ずっと頼って頼られてきた私たち。もしかしたら今、私たちは何かを卒業したのかもしれない。
「……そうかも。社長にさんざん振り回されたから、嫌でも鍛えられたかも」
そんな風におどけて言えば、イサミちゃんはクスクスと顔を綻ばせて笑ってくれた。
「いい出会いがあって良かったね、灯里。安心したよ。これからは私も灯里に負けないくらい成長しなくっちゃ」
「うん、頑張って、私はいつだってイサミちゃんを応援してるから。何かあったらいつでも頼って」
「ふふ、灯里に胸を借りる日がくるなんてね。わかった、これからは頼りにさせてもらうから」
最後にイサミちゃんは「じゃあね」と言って、私の頭を優しく撫でてくれてから電車に乗り込んだ。

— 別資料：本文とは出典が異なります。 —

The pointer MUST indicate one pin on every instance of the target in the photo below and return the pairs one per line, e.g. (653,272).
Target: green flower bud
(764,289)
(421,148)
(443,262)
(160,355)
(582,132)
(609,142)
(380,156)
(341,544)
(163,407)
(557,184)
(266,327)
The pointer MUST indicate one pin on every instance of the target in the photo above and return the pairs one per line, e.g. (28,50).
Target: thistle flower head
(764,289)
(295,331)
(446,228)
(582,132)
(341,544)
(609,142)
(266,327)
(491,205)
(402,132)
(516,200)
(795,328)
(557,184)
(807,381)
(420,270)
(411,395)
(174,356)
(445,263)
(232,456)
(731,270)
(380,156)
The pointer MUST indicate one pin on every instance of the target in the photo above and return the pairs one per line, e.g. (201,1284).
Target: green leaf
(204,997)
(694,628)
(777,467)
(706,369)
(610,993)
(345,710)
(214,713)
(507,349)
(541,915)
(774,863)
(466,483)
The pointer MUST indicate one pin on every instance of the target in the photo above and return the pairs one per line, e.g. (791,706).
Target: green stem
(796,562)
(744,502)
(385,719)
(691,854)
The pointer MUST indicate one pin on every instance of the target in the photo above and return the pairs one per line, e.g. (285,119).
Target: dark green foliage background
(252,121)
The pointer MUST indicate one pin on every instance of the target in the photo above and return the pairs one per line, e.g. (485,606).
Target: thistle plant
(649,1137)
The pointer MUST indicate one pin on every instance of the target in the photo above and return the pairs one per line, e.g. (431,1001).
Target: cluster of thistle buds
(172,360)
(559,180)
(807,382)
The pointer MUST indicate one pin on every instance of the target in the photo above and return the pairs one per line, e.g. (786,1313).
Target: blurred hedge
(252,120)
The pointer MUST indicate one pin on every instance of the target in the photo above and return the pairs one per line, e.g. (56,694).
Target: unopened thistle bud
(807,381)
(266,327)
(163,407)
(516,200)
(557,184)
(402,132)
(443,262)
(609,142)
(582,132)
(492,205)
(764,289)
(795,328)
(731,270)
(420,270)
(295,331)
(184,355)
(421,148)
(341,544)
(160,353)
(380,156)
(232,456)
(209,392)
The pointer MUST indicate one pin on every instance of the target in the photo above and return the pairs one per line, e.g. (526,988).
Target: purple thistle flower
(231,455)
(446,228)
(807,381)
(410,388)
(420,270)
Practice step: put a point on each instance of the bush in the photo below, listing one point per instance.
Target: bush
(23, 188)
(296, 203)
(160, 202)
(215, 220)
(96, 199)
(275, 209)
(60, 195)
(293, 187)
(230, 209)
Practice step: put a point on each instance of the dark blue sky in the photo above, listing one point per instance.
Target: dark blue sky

その仄かなぬくもりは子供の頃お母さんが撫でてくれたぬくもりに似ていて――
冷たい冬の風がそのぬくもりを掻き消すと心の奥から寂しさが湧き上がったけれど、街を彩る聖夜の煌めきが、家で待っててくれている大切な存在が、それを癒してくれた。
「さ、私も帰ろ。はやく戻んなくっちゃケーキのチョコの家、社長に食べられちゃう」
私は小さく笑ってマフラーに顔をうずめると、ジングルベルの流れる街を駆け足で家路へ向かった。